Du Bois has also sent a letter to his original editor, Worth Hedden, about the “queer experiences” of the Black writers he’d recruited. The former editor explains that broad editorial changes at Britannica had led to his ousting, and, moreover, that he is not surprised Du Bois’ recruits were running into trouble.

By the time Hooper finally sends the manuscript along—and tries to finish off the interaction to get final approval—Du Bois has formulated a plan.

Taking a suggestion from Spingarn, Du Bois insists on one last change.

We know from subsequent correspondence with Spingarn that Du Bois had wanted to insert this paragraph:

White historians have ascribed the faults and failures of Reconstruction to Negro ignorance and corruption. But the Negro insists that it was Negro loyalty and the Negro vote alone that restored the South to the Union; established the new Democracy, both for white and black, and instituted the public schools.

Hooper refuses. He kills the article, saying that he “cannot pass the article with this new paragraph and I am therefore deleting it altogether.”

Let us take a moment with this idea, so objectionable that Hooper kills the entire article. The claim that Black Americans saved democracy would become the bedrock of Black Reconstruction in America, considered Du Bois’ masterwork. (In 1933, Du Bois would even send his correspondence with Britannica to the publisher of Black Reconstruction—the rejection of the article for Britannica is marked as “the genesis” of the book, explains a note written by an archivist.)
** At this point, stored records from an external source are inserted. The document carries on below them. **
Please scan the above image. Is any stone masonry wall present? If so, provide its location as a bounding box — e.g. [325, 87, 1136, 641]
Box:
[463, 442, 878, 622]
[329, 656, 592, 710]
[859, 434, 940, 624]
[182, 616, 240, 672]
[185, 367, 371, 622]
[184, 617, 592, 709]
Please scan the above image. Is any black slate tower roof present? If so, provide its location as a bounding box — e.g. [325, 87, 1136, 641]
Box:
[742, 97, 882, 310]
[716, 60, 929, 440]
The book is foundational on two fronts. Black Reconstruction posited post–Civil War lawmaking as a radical, Black-led movement to create a new democracy. It would lead to Eric Foner’s famous characterization of the time period as a “second founding.” Black Reconstruction also created a methodological breakthrough. This was a story centered on Black life, Black agency. It upended the prevailing ideas about who were the actors of history and who were the acted-upon. Even in miniature form, in his encyclopedia entry, Du Bois was challenging the very notion of an objective neutral over which the Britannica was created to stand sentry. The question his essay posed implicitly could be asked today of many newspaper editors or for that matter any number of adherents of the new rationalism: What “facts,” whose “truth,” are you really defending?

There is one last indignity to be visited on Du Bois. The encyclopedia won’t pay him for his work.

A couple months later:

Du Bois got his money in the end: $83.33 (nearly $1,300 today—a decent kill fee). David Levering Lewis says a white sociologist named Edwin Embree wound up writing the encyclopedia’s entry on Black people in the United States. And Hooper? A few years, he would be promoted to editor-in-chief of Britannica.

You can still read what Du Bois attempted to enter into the historical record, though; multiple drafts exist in Amherst’s collections. There is something affecting about reading it now, knowing what he’d gone through with Britannica. He ends with an admission that it is “difficult to express definitely just what social ostracism of American Negroes has meant in the past and just what it means now.” He says the “manifestations are subtle and its changes almost imperceptibly gradual.” For many years Black leaders felt uncomfortable even admitting they desired equality. Yet now, he writes, “under no circumstance, except by compulsion, will they accept a status of social inferiority.”